One day I woke up, touched the top of my hair, and thought, "oh my god my hair is so thin!" Then I started noticing all the hair I was shedding. Maybe it was because I was growing my hair long and so my shedding was more noticable, or maybe the Accutane did have something to do with it, but I got really frightened.

My hair is shorter now, and as I said I've been off the medication for about 6 months. I don't see as much shedding, but as I said this could be because of hair length. My hair texture, however, still seems thin and dry. Although the dryness did seem to come on suddenly and affected all the hair on my head, I feel like the hair on top is especially thin.

My family says they don't notice any difference, but that is hardly evidence either way. This fear of losing my hair has gotten to be a real burden mentally, and I've even begun using Rogain, "just in case".

Some days I think it's all in my head... paranoia begun by reading so many online posts about Accutane. Other times I think I really have been going through Telogen Effluvium and that I just need to wait longer. Still other times I feel I may be experiencing the beginning of male pattern baldness. I'm not sure what's going on because it seemed like I literally went to bed with normal hair and woke up with really dry, thin hair. I know Accutane stops sebum production, so maybe this could explain the sudden dryness...

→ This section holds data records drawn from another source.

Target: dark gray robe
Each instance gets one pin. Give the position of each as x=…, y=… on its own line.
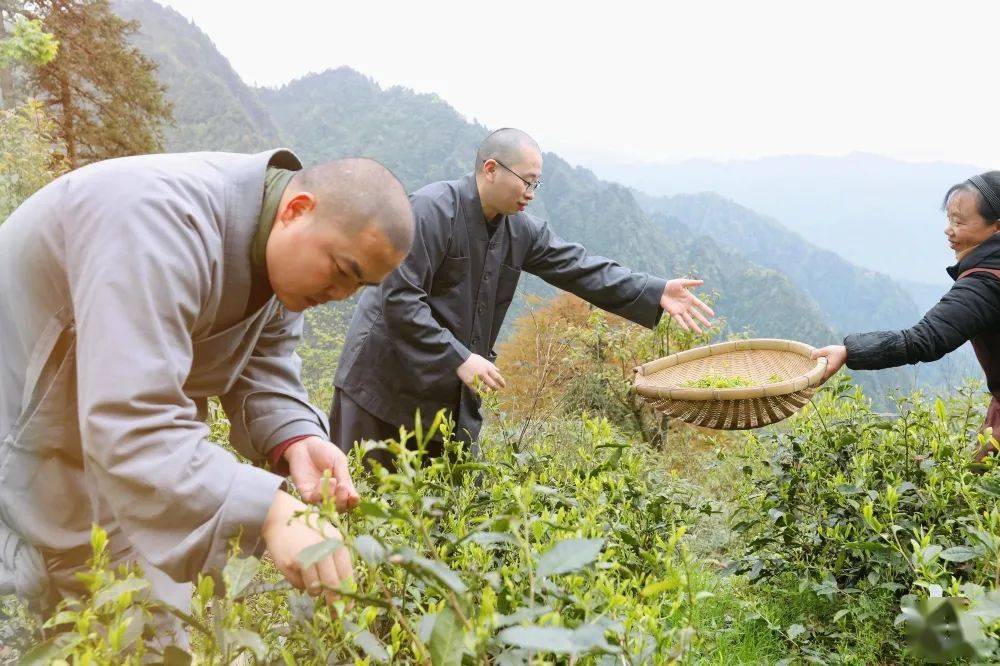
x=448, y=300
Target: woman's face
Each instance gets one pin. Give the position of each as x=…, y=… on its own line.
x=966, y=228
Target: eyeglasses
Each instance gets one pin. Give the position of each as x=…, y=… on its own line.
x=528, y=186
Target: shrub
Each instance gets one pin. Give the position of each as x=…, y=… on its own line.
x=855, y=509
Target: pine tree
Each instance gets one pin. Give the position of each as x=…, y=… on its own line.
x=101, y=91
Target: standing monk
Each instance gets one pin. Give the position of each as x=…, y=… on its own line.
x=135, y=289
x=424, y=338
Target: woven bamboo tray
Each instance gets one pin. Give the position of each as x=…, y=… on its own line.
x=661, y=383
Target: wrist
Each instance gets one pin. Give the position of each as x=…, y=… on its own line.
x=294, y=446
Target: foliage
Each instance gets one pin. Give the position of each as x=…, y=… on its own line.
x=28, y=154
x=566, y=356
x=111, y=624
x=102, y=92
x=856, y=510
x=28, y=43
x=573, y=548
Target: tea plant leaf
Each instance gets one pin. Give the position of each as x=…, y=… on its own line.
x=116, y=590
x=795, y=631
x=557, y=640
x=244, y=639
x=447, y=639
x=370, y=549
x=372, y=510
x=547, y=639
x=569, y=555
x=51, y=650
x=959, y=554
x=366, y=640
x=238, y=573
x=302, y=607
x=318, y=551
x=440, y=572
x=426, y=626
x=522, y=615
x=174, y=656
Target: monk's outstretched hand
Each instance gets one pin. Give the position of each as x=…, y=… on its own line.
x=835, y=355
x=308, y=459
x=684, y=307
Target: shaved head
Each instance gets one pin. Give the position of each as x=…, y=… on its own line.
x=358, y=193
x=506, y=145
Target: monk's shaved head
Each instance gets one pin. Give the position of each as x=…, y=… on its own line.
x=359, y=193
x=507, y=145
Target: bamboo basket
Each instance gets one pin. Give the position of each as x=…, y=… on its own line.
x=661, y=383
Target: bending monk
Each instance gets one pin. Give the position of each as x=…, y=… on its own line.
x=133, y=291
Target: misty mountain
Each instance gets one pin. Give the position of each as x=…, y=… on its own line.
x=876, y=212
x=341, y=112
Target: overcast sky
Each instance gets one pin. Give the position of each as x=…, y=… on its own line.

Visually, it's hard to say what's going on. There does seem to be a lot of shorter hairs growing in which kinda suggests an initial recovery from Telogen Effluvium.

I'm 25 now, and there is some history of baldness in my family. My father, who is in his 60's now, isn't bald but has a really thin top and a high hair line. I used to take comfort in the fact my hair has never been like his (his is thin and straight, mine is thick and wavy). Now, I just don't know. Does this even make a difference? There are also members of my family who had hair into their 80's. I used to tell myself, 'There's no way I'm going bald because I have my great grandfather's hair.

I wish there was a way of putting my mind at ease. I don't see any real recession in my hairline.... maybe a bit on my temple, but then again I lost my little-boy hairline long ago and there is a good chance it has always been that way. I look at pictures all the time trying to figure it out... I'm going nuts.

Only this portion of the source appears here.